When contacted by the DSNs, Peter was unemployed due to carpal tunnel syndrome. He had no income, he was in constant pain and was struggling to support his family financially. Peter felt hopeless. He was not monitoring his blood glucose readings and had given up any hope of having surgery. This was, unfortunately, affecting his mental health and he developed depression. Following discussion with Peter, an individualised care plan was formulated and agreed. Peter managed to maintain weekly telephone contact with the inpatient diabetes specialist team. In four weeks, his blood glucose readings improved, maintaining between 6.1–11.2 mmol/L. No further episodes of hypoglycaemia or swinging blood glucose readings were reported. As his blood glucose levels remained within the recommended range, the diabetes specialist team was able to recommend surgery even though his HbA1c remained above 86 mmol/mol (10%). Peter’s story is not an isolated case.
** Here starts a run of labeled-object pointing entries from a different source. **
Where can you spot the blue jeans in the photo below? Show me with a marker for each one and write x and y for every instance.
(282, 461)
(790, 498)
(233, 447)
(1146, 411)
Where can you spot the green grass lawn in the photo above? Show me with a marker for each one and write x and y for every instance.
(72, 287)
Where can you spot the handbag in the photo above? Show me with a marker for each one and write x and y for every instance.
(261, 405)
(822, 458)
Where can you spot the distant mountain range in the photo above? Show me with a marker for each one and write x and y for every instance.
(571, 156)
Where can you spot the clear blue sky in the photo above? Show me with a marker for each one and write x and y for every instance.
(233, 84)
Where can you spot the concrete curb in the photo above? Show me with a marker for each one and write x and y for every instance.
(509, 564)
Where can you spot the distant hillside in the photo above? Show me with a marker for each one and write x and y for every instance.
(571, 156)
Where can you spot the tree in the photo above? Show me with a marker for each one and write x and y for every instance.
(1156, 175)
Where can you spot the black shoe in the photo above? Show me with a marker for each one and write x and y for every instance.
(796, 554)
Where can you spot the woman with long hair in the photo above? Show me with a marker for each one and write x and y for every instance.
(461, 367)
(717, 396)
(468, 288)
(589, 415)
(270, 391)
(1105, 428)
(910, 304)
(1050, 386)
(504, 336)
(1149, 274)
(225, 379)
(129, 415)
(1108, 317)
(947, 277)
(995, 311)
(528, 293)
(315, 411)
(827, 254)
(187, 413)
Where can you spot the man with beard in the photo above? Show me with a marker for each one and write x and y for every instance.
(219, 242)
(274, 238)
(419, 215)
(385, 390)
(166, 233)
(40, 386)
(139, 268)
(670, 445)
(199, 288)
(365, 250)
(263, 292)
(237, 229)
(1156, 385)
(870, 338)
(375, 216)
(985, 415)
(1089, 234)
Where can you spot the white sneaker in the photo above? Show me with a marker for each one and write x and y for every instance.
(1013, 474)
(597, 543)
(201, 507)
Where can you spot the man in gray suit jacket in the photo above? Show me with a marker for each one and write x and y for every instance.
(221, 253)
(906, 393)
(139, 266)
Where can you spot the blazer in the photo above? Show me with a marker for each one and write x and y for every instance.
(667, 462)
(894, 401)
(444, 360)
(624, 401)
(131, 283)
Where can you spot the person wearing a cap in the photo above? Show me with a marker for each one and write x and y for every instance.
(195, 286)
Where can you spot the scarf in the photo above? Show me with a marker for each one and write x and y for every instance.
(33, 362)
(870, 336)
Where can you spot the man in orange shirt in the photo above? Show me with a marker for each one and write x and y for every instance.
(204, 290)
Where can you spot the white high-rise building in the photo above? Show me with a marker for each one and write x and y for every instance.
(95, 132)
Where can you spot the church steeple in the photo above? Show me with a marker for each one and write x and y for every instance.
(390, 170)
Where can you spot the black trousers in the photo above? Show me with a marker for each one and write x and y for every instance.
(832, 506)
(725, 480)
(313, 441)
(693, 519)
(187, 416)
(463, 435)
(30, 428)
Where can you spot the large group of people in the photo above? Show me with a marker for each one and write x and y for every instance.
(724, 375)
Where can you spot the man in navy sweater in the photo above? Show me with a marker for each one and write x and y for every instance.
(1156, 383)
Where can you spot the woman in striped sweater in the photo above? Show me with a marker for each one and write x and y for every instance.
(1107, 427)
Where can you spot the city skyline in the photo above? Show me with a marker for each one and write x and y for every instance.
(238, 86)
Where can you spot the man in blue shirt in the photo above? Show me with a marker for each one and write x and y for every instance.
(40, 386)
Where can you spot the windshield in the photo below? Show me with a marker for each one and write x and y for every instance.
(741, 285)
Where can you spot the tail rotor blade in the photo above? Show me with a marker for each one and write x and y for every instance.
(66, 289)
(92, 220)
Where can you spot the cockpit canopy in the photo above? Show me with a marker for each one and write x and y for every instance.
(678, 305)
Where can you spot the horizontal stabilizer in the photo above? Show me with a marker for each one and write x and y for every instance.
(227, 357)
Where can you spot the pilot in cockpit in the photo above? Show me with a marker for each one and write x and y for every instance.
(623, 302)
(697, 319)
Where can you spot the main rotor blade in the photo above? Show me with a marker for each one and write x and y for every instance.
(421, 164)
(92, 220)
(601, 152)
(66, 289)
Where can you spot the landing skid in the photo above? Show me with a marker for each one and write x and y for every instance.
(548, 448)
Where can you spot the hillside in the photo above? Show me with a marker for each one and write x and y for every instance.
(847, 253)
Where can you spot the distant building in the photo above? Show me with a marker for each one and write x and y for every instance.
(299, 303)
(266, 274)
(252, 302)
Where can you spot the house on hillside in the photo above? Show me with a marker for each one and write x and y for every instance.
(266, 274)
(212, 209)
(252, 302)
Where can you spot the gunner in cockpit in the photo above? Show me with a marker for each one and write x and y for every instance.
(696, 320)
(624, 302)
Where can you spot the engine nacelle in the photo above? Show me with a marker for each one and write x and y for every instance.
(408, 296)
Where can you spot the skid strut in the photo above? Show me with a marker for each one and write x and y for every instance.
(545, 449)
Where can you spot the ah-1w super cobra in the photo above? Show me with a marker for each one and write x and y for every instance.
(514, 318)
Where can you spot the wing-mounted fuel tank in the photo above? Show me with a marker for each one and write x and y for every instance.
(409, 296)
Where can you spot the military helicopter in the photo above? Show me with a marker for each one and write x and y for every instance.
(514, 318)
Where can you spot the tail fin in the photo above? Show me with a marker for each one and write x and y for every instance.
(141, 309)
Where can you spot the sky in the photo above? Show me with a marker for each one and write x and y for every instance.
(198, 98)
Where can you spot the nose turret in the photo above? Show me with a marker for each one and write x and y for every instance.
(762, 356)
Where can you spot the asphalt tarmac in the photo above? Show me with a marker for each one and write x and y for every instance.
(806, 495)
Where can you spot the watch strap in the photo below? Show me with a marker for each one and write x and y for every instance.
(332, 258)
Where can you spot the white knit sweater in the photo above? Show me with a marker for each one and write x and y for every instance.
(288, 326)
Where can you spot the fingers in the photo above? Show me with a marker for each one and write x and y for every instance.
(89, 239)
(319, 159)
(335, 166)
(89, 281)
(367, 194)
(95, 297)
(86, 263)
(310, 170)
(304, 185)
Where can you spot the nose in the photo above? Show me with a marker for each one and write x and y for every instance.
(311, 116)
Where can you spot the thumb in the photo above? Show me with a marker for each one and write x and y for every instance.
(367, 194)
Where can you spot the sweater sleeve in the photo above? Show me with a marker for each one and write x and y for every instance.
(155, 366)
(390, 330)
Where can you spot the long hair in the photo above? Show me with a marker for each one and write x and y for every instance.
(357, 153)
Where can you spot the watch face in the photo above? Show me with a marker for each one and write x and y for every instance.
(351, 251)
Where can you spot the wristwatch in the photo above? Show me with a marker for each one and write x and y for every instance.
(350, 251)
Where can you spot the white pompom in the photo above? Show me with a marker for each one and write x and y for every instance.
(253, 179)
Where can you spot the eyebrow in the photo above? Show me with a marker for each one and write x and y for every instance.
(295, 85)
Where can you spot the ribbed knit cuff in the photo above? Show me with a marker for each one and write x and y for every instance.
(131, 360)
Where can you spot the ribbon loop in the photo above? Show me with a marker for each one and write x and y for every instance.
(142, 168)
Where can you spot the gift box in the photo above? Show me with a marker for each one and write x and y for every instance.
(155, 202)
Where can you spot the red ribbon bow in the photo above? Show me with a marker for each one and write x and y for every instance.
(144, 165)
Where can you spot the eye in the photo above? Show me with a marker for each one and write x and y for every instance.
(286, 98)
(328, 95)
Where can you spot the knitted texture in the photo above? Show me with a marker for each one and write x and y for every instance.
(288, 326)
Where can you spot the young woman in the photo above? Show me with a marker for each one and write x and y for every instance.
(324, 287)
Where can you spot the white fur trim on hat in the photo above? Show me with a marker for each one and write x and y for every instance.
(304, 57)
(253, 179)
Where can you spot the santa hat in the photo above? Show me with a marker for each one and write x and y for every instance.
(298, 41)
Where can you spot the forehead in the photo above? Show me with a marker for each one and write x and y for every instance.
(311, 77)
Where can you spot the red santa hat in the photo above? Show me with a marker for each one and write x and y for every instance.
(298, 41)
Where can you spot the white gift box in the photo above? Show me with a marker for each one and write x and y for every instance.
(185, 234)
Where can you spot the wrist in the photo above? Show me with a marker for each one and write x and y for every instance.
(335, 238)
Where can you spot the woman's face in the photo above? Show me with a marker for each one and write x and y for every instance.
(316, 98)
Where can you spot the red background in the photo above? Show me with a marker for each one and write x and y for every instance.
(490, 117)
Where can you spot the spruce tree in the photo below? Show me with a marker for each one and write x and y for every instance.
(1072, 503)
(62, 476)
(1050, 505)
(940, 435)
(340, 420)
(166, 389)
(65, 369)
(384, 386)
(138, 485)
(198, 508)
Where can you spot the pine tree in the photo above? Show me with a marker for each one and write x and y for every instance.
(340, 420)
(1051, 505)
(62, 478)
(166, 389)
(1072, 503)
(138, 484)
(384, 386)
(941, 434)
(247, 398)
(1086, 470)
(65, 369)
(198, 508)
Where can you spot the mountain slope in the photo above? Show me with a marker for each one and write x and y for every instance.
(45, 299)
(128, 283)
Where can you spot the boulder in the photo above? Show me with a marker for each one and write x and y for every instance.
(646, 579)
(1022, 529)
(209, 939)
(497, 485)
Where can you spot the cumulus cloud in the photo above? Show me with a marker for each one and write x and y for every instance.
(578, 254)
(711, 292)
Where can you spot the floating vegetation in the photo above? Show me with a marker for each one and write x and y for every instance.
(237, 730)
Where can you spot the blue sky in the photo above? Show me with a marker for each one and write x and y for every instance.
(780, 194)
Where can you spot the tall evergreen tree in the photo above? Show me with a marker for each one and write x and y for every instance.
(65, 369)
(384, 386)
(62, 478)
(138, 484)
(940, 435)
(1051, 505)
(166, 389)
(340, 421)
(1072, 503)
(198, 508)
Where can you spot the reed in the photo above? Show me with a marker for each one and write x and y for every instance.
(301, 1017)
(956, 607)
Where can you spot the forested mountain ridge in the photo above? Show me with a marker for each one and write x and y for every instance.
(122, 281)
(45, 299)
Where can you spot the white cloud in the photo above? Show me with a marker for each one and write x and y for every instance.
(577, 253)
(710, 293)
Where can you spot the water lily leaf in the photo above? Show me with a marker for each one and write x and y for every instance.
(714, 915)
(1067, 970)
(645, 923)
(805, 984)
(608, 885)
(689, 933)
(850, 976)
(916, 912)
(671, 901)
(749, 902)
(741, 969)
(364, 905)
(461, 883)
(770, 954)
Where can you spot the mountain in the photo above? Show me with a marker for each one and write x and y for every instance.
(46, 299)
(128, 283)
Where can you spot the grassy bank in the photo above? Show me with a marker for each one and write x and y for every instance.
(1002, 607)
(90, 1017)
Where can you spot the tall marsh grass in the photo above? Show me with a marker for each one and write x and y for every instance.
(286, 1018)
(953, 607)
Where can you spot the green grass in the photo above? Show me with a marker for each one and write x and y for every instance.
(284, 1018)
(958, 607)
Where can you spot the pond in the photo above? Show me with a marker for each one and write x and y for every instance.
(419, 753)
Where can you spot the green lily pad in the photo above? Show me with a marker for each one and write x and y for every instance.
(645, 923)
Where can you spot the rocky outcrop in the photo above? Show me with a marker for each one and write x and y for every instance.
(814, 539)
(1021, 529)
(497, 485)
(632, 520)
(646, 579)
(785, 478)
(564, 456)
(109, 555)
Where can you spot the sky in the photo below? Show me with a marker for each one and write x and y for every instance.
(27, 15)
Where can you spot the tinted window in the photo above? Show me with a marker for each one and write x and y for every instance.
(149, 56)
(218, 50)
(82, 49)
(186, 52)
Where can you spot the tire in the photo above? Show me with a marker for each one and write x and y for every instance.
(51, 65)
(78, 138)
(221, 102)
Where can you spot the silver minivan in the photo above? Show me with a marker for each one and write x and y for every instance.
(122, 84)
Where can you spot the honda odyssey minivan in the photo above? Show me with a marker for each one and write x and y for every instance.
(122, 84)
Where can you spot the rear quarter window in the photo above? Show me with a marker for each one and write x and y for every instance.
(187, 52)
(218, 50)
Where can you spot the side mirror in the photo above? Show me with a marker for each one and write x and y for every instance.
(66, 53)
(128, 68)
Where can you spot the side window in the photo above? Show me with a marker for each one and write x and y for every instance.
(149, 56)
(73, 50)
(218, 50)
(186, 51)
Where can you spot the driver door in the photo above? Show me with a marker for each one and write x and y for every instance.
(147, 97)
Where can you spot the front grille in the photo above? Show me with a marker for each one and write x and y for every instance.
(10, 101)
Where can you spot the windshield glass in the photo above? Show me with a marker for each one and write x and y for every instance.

Optimal glycaemic control is of paramount importance in reducing peri- and post-operative complications of diabetes. Ideally, diabetes should be optimised before people are referred for surgery. Good communication and close collaboration between the individuals, their diabetes teams, the pre-assessment units and the GPs is desirable in the identification and management of high-risk patients. People must be empowered in their management and must remain in the centre of all management protocols. Healthcare professionals must, therefore, make practical changes to improve surgical outcomes and potentially reduce NHS expenditure.

I would like to thank Dr Nick Lavies (consultant anaesthetist and pre-assessment lead) and the inpatient diabetes specialist team of Western Sussex Hospitals NHS Foundation Trust for their collaborative effort and ongoing support of this process.